Radiation therapy is linked with cancers of connective tissues, bladder, and possibly pancreas cancer.
Chemotherapy is linked with an increased risk for leukemia. The main drugs linked with leukemia risk are platinum agents (like cisplatin and carboplatin). The risk increases as the total dose of these drugs increases, but the overall risk is still low.
Genetic factors that may have caused ovarian cancer in the first place may also add to the risk of breast and colorectal cancers. For example, women with mutations in the BRCA genes have a high risk of both ovarian and breast cancer, as well as some other cancers. Women with the inherited disorder called hereditary non-polyposis colorectal cancer (HNPCC, also called Lynch syndrome), have a high risk of colon, rectum, and small intestine cancers, as well as ovarian and other cancers.

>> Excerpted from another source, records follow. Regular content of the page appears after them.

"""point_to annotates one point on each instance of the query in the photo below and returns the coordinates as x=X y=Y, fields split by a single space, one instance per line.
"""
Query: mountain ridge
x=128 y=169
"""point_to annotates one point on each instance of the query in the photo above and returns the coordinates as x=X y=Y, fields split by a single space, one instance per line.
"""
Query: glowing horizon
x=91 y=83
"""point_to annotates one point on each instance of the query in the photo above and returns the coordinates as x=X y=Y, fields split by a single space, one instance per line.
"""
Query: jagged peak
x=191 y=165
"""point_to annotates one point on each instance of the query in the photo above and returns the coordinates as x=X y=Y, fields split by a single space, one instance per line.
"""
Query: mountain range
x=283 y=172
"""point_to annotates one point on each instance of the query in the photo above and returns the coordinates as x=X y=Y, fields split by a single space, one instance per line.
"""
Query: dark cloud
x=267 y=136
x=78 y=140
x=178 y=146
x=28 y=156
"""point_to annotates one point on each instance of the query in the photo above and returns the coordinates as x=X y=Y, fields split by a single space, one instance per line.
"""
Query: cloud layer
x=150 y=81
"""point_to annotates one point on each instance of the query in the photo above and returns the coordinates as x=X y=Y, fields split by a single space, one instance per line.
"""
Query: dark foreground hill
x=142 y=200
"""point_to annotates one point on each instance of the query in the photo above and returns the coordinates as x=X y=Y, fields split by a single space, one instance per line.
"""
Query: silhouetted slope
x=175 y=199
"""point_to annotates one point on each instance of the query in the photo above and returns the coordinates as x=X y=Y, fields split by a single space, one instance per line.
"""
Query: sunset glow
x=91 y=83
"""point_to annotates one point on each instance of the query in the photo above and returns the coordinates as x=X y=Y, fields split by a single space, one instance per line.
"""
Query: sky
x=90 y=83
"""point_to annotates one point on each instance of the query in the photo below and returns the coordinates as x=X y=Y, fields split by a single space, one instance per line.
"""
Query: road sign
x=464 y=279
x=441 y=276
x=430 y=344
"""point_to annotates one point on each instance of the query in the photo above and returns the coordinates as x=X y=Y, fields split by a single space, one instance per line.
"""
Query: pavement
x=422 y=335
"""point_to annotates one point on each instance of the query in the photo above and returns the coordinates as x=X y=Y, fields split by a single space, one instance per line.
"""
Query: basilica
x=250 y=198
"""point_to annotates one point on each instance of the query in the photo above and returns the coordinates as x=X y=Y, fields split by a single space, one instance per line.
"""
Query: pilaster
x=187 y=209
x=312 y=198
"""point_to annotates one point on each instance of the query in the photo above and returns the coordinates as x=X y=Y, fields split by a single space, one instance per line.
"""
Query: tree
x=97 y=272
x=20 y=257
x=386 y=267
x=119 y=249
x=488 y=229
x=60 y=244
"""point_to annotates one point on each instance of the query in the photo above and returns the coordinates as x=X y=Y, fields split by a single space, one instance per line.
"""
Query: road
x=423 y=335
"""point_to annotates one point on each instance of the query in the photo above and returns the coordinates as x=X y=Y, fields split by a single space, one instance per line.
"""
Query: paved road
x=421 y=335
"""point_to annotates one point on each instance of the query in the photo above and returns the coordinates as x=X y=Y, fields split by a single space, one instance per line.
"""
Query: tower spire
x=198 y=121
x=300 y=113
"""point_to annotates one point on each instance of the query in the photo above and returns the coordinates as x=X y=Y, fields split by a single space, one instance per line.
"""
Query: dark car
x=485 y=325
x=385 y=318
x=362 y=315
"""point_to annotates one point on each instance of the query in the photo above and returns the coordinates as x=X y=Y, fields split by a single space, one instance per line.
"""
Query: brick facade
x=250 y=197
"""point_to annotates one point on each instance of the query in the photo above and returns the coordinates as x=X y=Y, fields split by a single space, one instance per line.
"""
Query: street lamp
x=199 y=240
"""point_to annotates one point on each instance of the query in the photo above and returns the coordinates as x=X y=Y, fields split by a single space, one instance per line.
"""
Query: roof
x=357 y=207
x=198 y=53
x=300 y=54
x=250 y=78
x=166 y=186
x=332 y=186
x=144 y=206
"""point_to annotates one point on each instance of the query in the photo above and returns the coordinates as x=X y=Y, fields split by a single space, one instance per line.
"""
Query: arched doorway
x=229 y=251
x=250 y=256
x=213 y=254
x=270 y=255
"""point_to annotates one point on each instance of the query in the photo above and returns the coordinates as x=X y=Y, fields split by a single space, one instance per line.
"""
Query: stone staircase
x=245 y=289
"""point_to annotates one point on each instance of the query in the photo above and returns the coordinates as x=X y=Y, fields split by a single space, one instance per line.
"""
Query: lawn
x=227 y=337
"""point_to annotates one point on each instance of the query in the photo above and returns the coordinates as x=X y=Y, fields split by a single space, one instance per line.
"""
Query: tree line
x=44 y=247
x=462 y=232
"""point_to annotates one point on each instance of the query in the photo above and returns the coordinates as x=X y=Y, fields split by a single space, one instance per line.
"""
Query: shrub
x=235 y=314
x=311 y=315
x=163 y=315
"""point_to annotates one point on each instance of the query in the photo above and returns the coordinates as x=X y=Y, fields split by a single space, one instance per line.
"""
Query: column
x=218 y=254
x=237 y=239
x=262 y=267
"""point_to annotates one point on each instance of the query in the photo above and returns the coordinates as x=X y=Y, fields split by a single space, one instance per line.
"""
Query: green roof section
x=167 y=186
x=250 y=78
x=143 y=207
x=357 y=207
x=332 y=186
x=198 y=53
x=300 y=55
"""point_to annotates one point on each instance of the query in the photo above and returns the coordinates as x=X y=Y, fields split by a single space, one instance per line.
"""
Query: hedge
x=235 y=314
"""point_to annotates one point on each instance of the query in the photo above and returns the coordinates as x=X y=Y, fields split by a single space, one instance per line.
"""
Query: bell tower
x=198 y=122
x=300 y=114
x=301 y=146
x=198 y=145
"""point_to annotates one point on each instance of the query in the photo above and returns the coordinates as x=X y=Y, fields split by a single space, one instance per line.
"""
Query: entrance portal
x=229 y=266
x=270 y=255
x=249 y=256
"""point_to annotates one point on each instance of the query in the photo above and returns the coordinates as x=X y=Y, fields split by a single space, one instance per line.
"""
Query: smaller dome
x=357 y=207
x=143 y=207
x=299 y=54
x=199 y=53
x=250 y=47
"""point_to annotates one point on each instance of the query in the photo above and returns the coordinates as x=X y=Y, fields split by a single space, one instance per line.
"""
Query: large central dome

Other risk factors for ovarian and breast cancer that overlap may also help explain some of the increased risk of breast cancer in ovarian cancer survivors.
Studies have shown that the risk of developing solid tumors is higher during all follow-up periods after ovarian cancer.
Women who have had ovarian cancer will be watched closely for signs that the cancer has come back with regular physical exams, blood tests, and, sometimes, CT scans. These women have an increased risk of breast and colorectal cancers and should have regular screening for these cancers.
All patients should be encouraged to avoid tobacco smoke.